11 / numb

5.3K 364 100
                                    

Bedenim soğuk soğuk terler dökerken aklımı kaçıracak gibiydim. Düştüğüm durum tek kelimeyle berbattı... Rafa tutunarak bir şeyler düşünmeye çalıştım. Pekala, karşısına çıkıp hiçbir şey olmamış gibi mi davranmalıydım, yoksa saklanmaya devam mı etmeliydim?

Yumruk yaptığım ellerimi serbest bırakırken, bir yandan da soğukkanlı olmaya çalışıyordum. Birinci seçenek elbette daha uygundu ama yapacak en ufak bir cesaret kırıntısı dahi yoktu bende.

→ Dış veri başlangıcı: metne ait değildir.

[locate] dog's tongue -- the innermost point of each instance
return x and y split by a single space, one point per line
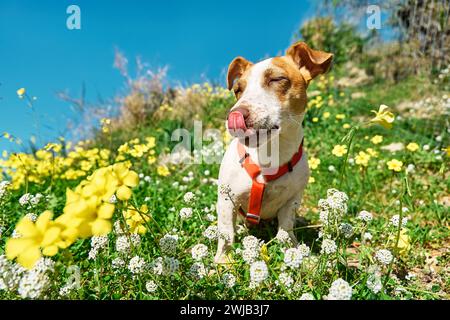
236 122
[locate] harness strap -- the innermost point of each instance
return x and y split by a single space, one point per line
253 214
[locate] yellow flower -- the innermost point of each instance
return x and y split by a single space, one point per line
313 163
21 92
377 139
127 179
151 160
163 171
339 150
43 234
53 146
403 241
395 165
265 253
383 117
412 147
151 142
372 152
136 220
362 159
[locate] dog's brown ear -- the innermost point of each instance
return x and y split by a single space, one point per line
235 70
311 62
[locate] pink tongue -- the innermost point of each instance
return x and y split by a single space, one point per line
236 122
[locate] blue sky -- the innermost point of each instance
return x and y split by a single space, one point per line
195 39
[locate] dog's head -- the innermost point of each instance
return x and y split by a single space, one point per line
271 94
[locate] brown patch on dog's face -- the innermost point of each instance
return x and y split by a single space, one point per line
236 70
288 83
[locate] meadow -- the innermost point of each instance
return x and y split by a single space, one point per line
120 216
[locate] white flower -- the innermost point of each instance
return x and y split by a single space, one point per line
10 274
365 216
410 276
92 255
99 242
122 244
328 246
25 199
346 229
307 296
367 236
36 199
189 197
136 265
3 187
118 228
229 280
374 283
151 286
395 220
384 256
113 199
250 255
340 290
410 168
135 239
197 270
36 282
293 258
31 216
165 266
186 213
258 272
211 233
285 279
303 249
168 244
199 251
118 263
283 236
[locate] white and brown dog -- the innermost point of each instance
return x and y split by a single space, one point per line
271 99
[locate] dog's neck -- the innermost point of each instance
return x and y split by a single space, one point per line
288 144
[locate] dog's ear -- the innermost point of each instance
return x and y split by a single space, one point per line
235 70
311 62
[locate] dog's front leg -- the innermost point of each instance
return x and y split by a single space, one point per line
226 221
286 218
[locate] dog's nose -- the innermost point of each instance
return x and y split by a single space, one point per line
236 120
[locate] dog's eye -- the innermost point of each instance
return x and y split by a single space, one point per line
278 79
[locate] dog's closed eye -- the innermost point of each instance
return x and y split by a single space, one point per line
278 80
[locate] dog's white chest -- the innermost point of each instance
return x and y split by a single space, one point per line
276 193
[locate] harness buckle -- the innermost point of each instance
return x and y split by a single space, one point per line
241 161
290 166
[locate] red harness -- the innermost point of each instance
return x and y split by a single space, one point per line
253 214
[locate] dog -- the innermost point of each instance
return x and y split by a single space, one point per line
271 104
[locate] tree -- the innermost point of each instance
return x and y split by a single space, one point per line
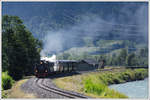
132 60
20 49
122 57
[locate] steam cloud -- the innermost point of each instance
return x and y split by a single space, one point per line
91 25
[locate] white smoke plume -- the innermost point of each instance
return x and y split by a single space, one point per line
91 24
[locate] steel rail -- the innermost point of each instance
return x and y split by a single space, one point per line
57 91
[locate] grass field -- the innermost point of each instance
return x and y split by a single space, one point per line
95 84
16 92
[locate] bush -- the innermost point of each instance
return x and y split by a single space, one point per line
7 81
95 86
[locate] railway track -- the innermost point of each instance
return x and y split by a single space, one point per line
40 84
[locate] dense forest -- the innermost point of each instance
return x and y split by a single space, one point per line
115 32
20 50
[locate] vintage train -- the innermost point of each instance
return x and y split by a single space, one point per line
46 68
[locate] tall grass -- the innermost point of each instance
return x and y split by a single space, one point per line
95 86
98 83
7 81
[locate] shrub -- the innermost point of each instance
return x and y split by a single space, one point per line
7 81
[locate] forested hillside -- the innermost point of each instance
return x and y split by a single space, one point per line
97 30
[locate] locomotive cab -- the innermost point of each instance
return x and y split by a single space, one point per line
41 70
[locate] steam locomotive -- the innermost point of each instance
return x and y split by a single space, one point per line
46 68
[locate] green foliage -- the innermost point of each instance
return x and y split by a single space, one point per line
95 86
20 50
7 81
98 84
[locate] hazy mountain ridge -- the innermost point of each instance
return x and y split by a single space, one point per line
62 25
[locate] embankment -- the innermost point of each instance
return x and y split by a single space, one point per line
95 84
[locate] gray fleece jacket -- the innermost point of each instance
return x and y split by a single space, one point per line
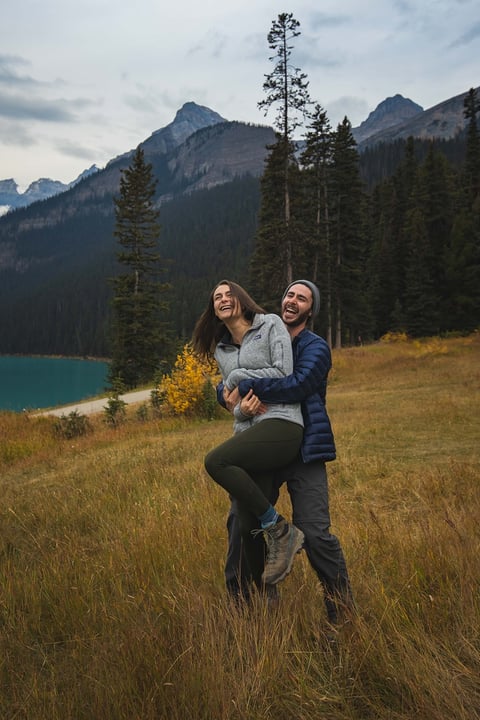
265 352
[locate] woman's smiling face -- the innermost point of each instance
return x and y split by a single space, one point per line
225 305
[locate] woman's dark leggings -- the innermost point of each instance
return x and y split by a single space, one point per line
243 464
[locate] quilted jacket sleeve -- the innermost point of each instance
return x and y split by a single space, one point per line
312 359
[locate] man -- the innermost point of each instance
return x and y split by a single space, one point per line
306 477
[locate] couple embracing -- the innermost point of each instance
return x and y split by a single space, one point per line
274 380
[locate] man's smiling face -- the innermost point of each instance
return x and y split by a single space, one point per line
297 306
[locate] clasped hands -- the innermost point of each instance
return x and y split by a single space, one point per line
250 405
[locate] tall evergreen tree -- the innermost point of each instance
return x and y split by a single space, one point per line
463 252
421 300
472 158
286 87
316 160
348 254
268 260
138 329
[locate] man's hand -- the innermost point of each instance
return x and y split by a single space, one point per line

Fakat ya rezil olmuş bir şekilde beni bulmasına izin verecektim, ya da karşısına çıkıp yaptığımın arkasında duracaktım.

Elbisemi aşağı doğru çekiştirerek tüyler ürpertici gölgeye doğru ilerledim. Artık bu soğuk ve rutubetli arşiv odasında onun alaycı sesi değil, benim topuklu ayakkabılarımın zemine vuruş sesi yankılanıyordu. Titrek nefeslerim, hızlı artan kalp atışlarım ve duyduğum nabız seslerim aniden kesilmişti. Her ne olmuşsa, o cesaret kırıntıları geri gelmişti.

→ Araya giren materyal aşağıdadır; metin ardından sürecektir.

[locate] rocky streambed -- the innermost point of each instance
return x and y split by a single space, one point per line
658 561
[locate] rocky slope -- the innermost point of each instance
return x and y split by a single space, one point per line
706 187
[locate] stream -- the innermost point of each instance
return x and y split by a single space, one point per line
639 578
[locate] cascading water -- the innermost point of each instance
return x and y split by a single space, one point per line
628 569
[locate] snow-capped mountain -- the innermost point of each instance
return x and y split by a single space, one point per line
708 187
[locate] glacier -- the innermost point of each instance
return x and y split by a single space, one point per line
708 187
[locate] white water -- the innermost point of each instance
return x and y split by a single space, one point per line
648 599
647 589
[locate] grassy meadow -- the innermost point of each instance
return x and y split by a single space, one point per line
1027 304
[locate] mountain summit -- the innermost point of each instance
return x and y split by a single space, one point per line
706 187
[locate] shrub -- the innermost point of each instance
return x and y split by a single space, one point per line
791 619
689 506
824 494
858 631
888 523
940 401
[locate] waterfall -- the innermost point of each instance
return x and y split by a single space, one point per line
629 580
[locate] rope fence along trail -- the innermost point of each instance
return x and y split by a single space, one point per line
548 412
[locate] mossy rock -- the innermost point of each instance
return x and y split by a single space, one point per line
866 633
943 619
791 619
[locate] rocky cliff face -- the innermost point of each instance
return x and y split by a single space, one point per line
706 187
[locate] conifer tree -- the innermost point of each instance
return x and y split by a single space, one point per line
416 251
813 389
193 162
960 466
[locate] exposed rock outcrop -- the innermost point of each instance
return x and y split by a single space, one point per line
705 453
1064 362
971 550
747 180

Büyük pencereden sızan arsız ışık hüzmesi ona doğru vurduğundan, bedeninin ve yüzünün yarısı aydınlıktı. Elmacık kemikleri öylesine belirgindi ki, yanaklarındaki çukurlar dikkatimi çeken ilk şey olmuştu. Bir elini yumruk yapmış, diğer elinide yaptığı yumruğun etrafına sarmıştı. Parmakları ise her zamanki gibi yüzüklerle çevrelenmişti.

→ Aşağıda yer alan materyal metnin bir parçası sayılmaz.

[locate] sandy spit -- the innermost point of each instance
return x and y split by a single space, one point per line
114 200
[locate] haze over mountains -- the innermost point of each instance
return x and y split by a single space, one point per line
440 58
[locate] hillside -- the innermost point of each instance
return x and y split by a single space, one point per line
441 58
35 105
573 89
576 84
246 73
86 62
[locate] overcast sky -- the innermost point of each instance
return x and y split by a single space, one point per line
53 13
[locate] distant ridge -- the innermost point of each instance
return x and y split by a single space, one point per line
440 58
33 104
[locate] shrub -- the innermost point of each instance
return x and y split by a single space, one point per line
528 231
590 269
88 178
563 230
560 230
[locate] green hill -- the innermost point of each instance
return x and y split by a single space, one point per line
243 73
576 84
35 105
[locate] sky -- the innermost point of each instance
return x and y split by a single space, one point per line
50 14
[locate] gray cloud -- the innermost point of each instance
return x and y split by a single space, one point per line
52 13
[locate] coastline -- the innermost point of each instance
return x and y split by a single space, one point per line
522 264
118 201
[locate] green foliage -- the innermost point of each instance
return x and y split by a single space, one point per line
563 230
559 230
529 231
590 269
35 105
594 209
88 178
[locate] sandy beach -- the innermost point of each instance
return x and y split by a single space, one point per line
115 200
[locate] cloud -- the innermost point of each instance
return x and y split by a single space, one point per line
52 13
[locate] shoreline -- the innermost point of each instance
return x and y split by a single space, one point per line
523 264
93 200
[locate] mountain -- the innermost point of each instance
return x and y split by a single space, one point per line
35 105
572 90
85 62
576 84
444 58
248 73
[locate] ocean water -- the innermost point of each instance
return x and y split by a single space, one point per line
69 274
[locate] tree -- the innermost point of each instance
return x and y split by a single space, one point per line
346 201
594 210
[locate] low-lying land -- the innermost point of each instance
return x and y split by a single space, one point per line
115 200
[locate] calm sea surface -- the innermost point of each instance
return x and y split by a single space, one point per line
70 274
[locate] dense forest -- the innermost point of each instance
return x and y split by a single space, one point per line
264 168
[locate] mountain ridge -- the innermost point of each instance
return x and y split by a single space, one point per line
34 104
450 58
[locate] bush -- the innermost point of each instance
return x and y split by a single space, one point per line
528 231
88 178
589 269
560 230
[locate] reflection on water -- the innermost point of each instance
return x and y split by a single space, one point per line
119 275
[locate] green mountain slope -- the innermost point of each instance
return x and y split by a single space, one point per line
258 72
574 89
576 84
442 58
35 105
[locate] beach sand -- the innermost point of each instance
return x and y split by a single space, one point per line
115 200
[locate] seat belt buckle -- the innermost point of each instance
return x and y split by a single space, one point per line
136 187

"Dedektifçilik oyununuzu böldüğüm için üzgünüm ama bilirsiniz; kurallar."

Omuz silkip konuştuğunda gözlerimi kıstım. Bende kollarımı birleştirmiş bir şekilde göğüs hizamda tutuyordum ve bir bacağıma ağırlığımı vermiştim.

"Burada olduğumu-"

"Kameralar."

Net cevabıyla çenemi kastım. Lanet herif. Beni mi gözetliyordu?

Yanından sıyrılıp odadan çıkma isteği ağır bassa da, birden kapıyı kilitlemiş olduğu aklıma geldi. Fakat anahtar bende de vardı ve eğer hızla kapıya ulaşabilirsem açmayı başarabilirdim. Bana engel olamazdı.

Tam bir adım atmaya kalkmıştım ki, katı sesiyle donakaldım. "Eğer tek bir adım dahi atarsanız, sizin aleyhinize olur."

Onu dinlemedim. Seri adımlarımla ilerledim ve elimdeki anahtarı canımı yakma raddesine gelinceye dek sıktım. Kapıya ulaşmama sadece birkaç adım kalmıştı. Fakat kolumda, daha sonra da sırtımda hissettiğim acı amacıma ulaşmamı engelleyen tek şey olmuştu.

"Ah!"

Kollarım eli tarafından sımsıkı bir şekilde tutulduğunda, yüzü aniden yüzüme doğru eğilmişti. "Sizi uyarmıştım."

"Bırakın," dedim tıslarcasına. "Hemen."

"Bu kadar hırçın olmak iyi değil, Bayan Cooper."